Warships are heavily armed. If you are really worried about attacks, you could have escorts.

Or you could just have the vessel itself armed and use the warships for military operations.

Now, could they be heavily armed? They could be. You could design a warship that also does drilling, I suppose.

Or have a mining vessel defend itself, you keep going back to the warship thing.

They need a drilling ship because they are going to "Drill" into a supernova (!?!?!?) or a star (?!?!?!) and then "suck up" the supernova with the Red Sun Sucking Goo? And this is a warp speed supernova!

Just wondering, how long has it been since you've seen the film or how many times have you actually seen it? This in no way shape or form is what happened. Spock's vessel was what was used to contain the supernova. It launched the Red Matter into the nova. The Narada had nothing to do with that. The Narada chased after Spock after Romulus was destroyed.

Nor should ANY bs be defended by saying "well somethings are BS, so why not shovel some more?" Which is what you did. Well transporters are hard to make sense of, so why not just throw a bunch more BS in there.

I never thought it was B.S. You said that, but if you're going to be fair about it...
 
Indeed, but there are drilling ships, and no they couldnt win a fight with even HMS Dreadnought (1906). Nor are they a mere 20 -30 years from winning a fight with one. Let alone a whole fleet.

If just one of Dreadnoughts 12" shells hits that drilling derrick its lights out for the drilling operation. It would be wrecked with one shot. To say nothing of being pounded by broadsides of from any of its ten 12" guns or from multiple dreadnoughts, battlecruisers, cruisers, etc.

If we go by the 2387-2258 (129 years) rule that Cicero wants, means that a drilling ship of 2035 should beat HMS Dreadnought. We are 24 years away from drilling vessels that can beat a Dreadnought? A whole Fleet of them? Not even close. I can safely say that the drilling ships of the 2030's will be obliterated by 12" broadsides.

Granting a mining ship modern terrestrial mining explosives, it should be capable of defeating a squadron of Dreadnoughts (a more accurate comparison would be against a squadron consisting of one Dreadnought and seven pre-Dreadnoughts). The decisive factor is not the power of 12" broadsides - which no modern surface warship could withstand, let alone a civilian ship - but the offensive range of the two ships. A single 1980s Ticonderoga-class cruiser, despite its real but irrelevant vulnerability to battleship guns, could probably sink the entire line of battle of the Grand Fleet.

Dreadnought, which had no anti-aircraft capability, would be highly vulnerable to helicopter-delivered or UAV-delivered explosives, despite its formidable armor. (There is good reason to expect that a 2035 mining vessel would be equipped with at least one such aircraft.
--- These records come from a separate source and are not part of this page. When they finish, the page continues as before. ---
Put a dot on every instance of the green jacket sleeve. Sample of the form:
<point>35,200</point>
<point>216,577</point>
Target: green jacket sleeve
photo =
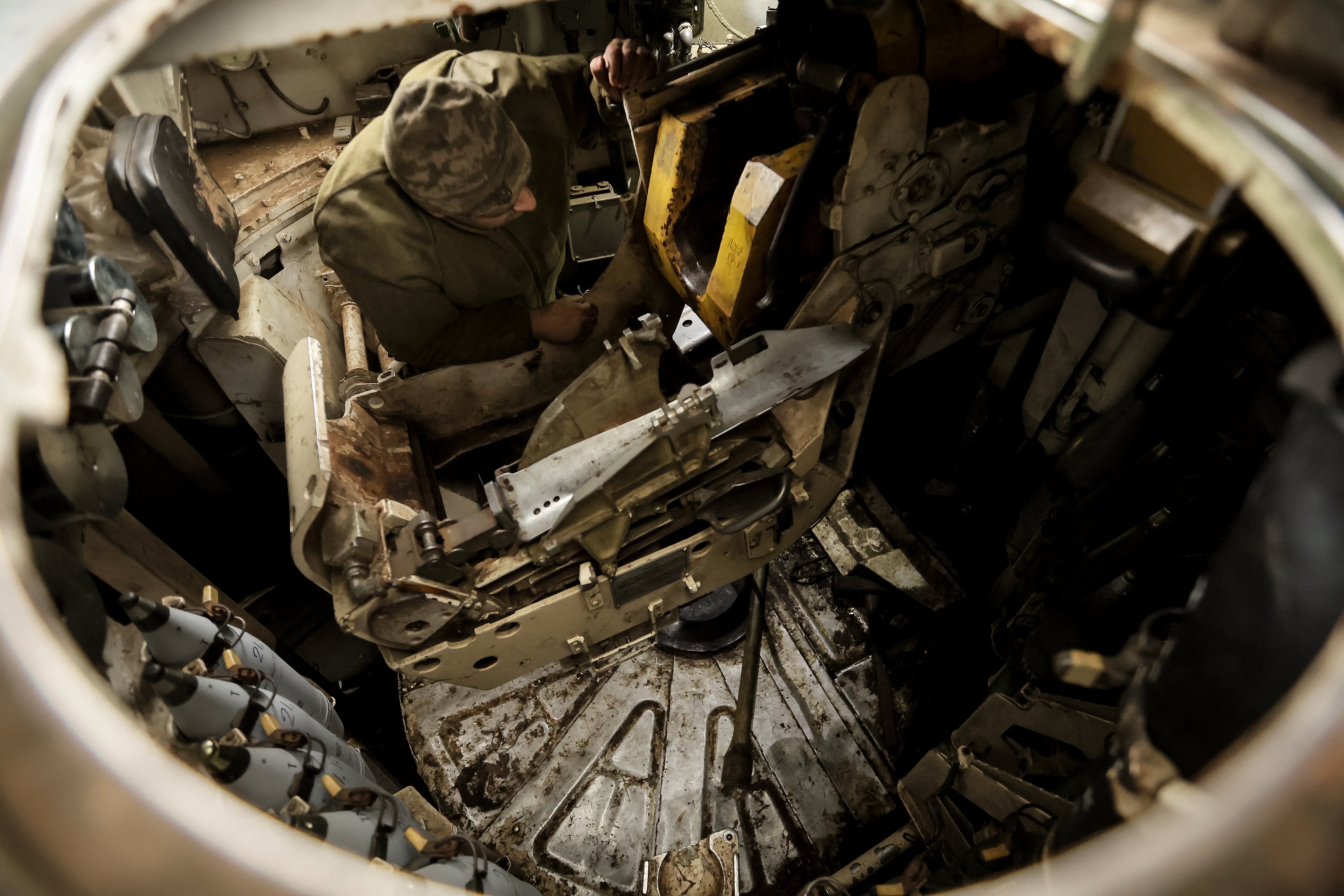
<point>591,117</point>
<point>384,252</point>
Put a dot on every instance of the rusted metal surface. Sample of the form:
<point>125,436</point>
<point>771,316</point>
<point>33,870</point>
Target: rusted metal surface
<point>372,461</point>
<point>579,777</point>
<point>279,171</point>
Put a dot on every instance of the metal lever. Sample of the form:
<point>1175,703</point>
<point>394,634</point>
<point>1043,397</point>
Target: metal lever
<point>737,762</point>
<point>756,515</point>
<point>89,404</point>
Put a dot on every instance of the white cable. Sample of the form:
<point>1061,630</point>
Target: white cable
<point>718,15</point>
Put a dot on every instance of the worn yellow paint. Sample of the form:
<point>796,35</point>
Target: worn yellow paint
<point>739,279</point>
<point>677,166</point>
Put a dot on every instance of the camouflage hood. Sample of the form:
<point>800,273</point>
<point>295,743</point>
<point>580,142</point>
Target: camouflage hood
<point>454,150</point>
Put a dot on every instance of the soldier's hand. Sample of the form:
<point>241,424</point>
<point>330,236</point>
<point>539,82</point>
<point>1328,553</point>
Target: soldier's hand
<point>565,322</point>
<point>626,64</point>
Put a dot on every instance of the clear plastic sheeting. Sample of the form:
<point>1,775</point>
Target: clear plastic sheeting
<point>108,233</point>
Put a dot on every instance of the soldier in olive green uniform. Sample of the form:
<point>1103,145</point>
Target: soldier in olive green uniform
<point>446,218</point>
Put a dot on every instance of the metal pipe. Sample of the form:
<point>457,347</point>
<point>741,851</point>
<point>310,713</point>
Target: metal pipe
<point>737,762</point>
<point>353,327</point>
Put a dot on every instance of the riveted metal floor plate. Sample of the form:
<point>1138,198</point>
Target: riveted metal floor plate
<point>579,777</point>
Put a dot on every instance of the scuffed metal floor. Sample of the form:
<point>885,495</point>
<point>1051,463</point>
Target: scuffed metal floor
<point>580,777</point>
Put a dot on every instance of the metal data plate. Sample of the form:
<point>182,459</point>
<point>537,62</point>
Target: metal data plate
<point>651,577</point>
<point>580,777</point>
<point>597,226</point>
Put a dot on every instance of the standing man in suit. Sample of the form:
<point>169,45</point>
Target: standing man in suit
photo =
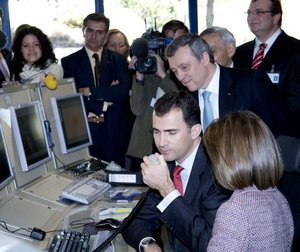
<point>230,89</point>
<point>222,43</point>
<point>281,57</point>
<point>104,90</point>
<point>5,55</point>
<point>189,214</point>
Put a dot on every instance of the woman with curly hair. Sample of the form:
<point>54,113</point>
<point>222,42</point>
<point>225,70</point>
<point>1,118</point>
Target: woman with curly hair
<point>33,56</point>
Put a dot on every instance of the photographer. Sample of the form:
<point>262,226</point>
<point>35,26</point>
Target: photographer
<point>146,89</point>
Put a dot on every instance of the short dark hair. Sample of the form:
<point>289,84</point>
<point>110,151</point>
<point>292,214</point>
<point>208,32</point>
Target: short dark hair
<point>182,100</point>
<point>48,55</point>
<point>197,45</point>
<point>275,8</point>
<point>243,151</point>
<point>97,17</point>
<point>226,36</point>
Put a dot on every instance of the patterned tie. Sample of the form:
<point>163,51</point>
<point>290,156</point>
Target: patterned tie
<point>177,178</point>
<point>259,56</point>
<point>97,69</point>
<point>4,70</point>
<point>208,114</point>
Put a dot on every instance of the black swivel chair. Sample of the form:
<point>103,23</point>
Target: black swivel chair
<point>290,182</point>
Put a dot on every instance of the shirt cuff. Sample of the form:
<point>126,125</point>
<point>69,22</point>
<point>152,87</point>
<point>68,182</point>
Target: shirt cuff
<point>168,200</point>
<point>142,242</point>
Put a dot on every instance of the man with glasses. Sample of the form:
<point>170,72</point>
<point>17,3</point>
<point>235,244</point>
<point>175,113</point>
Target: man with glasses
<point>101,76</point>
<point>281,56</point>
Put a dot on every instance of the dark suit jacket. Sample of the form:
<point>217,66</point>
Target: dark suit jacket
<point>244,89</point>
<point>284,58</point>
<point>189,218</point>
<point>7,54</point>
<point>115,131</point>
Modern ships, such as De Beers's recently build mining vessel Peace In Africa, already carry helipads.)

A battle between an Iowa and a mining ship from 2071, like that which Tarek71 suggests, would probably be resolved similarly, though I'm loathe to speculate the specific reasons 60 years before the mining vessel's date of departure. It's not necessary that modern ships be able to shrug off the heavy fire of old battleships, only that they avoid being destroyed by that firepower - in whatever way they may.